Defence of non-property rights. Press article. Distinction between information of public interest, public information and information of general public interest
DREPT CIVIL ŞI DREPT PROCESUAL CIVIL
Abstract
Within the context of decriminalization of the offenses of libel and insult and, to an equal extent, of the extension of environments in which the right to freedom of expression may be exercised, the need for a regulation on the definition and protection of personal non-property rights was obvious. The legislator defined, in the new Civil Code, in Article 252, the intrinsic values of the human being and expressly regulated their means of defence. The protection of these values, such as dignity, reputation and enhanced privacy turns out to be much more difficult to achieve when the respective tort is a press offense.
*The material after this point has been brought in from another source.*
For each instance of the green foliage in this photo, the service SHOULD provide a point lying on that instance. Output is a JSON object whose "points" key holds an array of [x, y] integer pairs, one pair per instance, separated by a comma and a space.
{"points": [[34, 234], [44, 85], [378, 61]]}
Under those circumstances in which the prejudice of non-property rights is made by publication of a press article, even in the online press, the existence of tort should be examined by reference to Article 10 of the ECHR, respectively whether we are in the presence of a press offense or the action of the individual summoned to court is protected by the right to freedom of expression. Courts should establish the existence of a fair balance between the general and particular interest, between the right to freedom of expression and privacy. The defence measures of property rights, expressly enshrined by the Civil Code, may only be ordered by the court insofar as proof is furnished that the conditions of tort liability are cumulatively fulfilled: the existence of tort, the existence of a prejudice, the culpability and existence of a causality relationship between tort and prejudice. The freedom of expression represents one of the best means by which the public has the opportunity to get informed, to communicate information or ideas, without taking into consideration any boundaries. However, the freedom of expression is not an absolute right. The Romanian legislator recognizes and protects the right to privacy to an equal extent. The analysis which courts are called to perform may and should include the message in its entirety, the correct relationship between public information and information of public interest, between information of general public interest and information which obviously and deliberately injures non-property rights.